Michael Douglas stars in Peter Hyams' "BEYOND A REASONABLE DOUBT," a remake of the 1956 film from director Fritz Lang. Hyams' last effort with Douglas, the underrated "THE STAR CHAMBER" still holds up pretty well today, as a thriller, dealing with some really important issues. While "BEYOND A REASONABLE DOUBT" never even tries to be provocative, this shouldn't be held against it, as long as the film entertains. Unfortunately, it rarely entertains. Jesse Metcalfe plays CJ Nicholas, a young investigative journalist who has just moved to New Orleans from New York City, hoping to ride recent acclaim and move up the ladder. When he suspects the extremely successful District Attorney, Marc Hunter(Michael Douglas) owes his recent courtroom victory more to illegal planting of evidence than talent, he decides to set Hunter up for a fall, using himself as the bait, creating flags that will point himself out as the killer of a recently discovered body, thus hoping to document everything and prove Hunter will tamper with evidence, derailing the crooked guy's gubernatorial aspirations.
Ambitious idea? Well, it's hard to get past the threshold wherein everyone watching seems to get it's a stupid idea to point oneself as a killer, even to prove a point! It's just ludicrous and impossible for this reviewer to get past this premise. Furthermore, everything that transpires before and after CJ's plan is hatched, is telegraphed a mile away. Maybe 30 years ago, this could've possibly passed as mildly suspenseful, but there isn't anything presented here, that hasn't been done on the "LIFETIME" channel, and done better!
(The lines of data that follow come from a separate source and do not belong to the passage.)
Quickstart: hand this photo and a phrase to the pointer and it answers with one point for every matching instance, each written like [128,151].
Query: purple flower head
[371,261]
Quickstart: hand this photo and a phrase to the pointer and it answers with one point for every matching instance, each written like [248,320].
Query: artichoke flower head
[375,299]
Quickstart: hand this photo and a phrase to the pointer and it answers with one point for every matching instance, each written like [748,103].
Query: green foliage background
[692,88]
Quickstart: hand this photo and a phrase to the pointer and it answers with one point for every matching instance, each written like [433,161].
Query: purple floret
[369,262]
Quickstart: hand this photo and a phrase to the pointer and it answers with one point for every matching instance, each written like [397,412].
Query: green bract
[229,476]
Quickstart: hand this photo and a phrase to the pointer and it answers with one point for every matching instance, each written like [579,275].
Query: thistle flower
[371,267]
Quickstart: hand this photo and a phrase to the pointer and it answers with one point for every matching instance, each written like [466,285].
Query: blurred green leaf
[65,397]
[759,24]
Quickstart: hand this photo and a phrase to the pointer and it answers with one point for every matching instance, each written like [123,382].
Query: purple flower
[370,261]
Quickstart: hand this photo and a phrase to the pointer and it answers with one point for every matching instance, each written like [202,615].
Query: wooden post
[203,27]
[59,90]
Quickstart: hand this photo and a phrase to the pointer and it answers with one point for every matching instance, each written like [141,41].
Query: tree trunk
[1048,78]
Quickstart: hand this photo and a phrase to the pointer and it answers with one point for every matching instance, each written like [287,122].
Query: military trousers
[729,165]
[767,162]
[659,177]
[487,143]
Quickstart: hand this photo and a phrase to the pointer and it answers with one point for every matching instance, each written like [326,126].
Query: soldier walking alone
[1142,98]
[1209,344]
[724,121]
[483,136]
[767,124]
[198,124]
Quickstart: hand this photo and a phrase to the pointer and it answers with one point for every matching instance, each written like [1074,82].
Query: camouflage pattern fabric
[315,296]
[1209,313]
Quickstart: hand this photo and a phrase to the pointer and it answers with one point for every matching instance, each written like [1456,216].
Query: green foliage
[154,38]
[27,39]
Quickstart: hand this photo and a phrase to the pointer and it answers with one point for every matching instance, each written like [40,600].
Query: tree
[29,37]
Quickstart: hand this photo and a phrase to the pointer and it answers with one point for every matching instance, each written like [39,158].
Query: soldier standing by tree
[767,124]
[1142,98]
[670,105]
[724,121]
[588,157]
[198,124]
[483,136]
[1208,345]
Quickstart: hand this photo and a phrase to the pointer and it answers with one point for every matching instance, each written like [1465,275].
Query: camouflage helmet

Even Hyams' imagery lacks the kind of energy it used to have. Hyams shot in 1.85:1 but his older films, also shot by him, often provided creative shots, complimenting, or exceeding the quality of the film, itself. Not the case here! Everything seems kind of dull and motionless, like the awful script and mediocre performances by Metcalfe and Amber Tamblyn. Douglas, as always, brings a sense of real craft to his role, but he's limited by the poor dialogue.
Some will certainly enjoy the film, as did several people watching alongside this reviewer. But, one probably should never take their recommendations on any other film!
ANCHOR BAY/STARZ has provided the correct 1.85:1 aspect ratio for this VC-1 encoded 1080p blu-ray, and 16:9 enhanced dvd. Colors are often solid, however, the hues iand fleshtones tend to veer towards an unrealistic appearance in several scenes on the blu-ray, and it's not as noticeable on the dvd. Banding is also problematic in various spots on the blu-ray. Darker scenes lack the detail one hopes for in both formats. While the detail suffers notably more on dvd, it's still disappointing to find less than adequate black and gray discernment on blu-ray.
The overall image appears flat on both formats, while there are moments of fine detail on the blu-ray. Still, neither format is that impressive or stands out as better than average for this release.
A Dolby Digital 5.1 mix is offered on both dvd and blu-ray, however, the blu-ray also offers an additional PCM 5.1 mix. While the PCM mix is notably better than the standard Dolby on both formats, due to better dynamic range, neither mix is particularly impressive. Dolby and PCM lack the fine level of quality offered on superior ANCHOR BAY/STARZ releases, leaving the lossy mix with great dynamic range, but also leaving dialogue to compete with virtually every other music or sound effect for prominence. There is also some background distortion noticeable at times on both mixes, but more prominent on the lossy. Sure, the bass is often well utilized, but it doesn't make up for the other inconsistencies in these mixes. Disappointing!
Several extras are included. A commentary track with Hyams and Metcalfe is a basic paint-by-numbers discussion on the film, themes and design. Not awful, but not really offering anything to recommend the extra time for this one. Trailers in 1080p for two other ANCHOR BAY/STARZ releases, are included, as well as some short interviews and clips in 1080p of the feature film.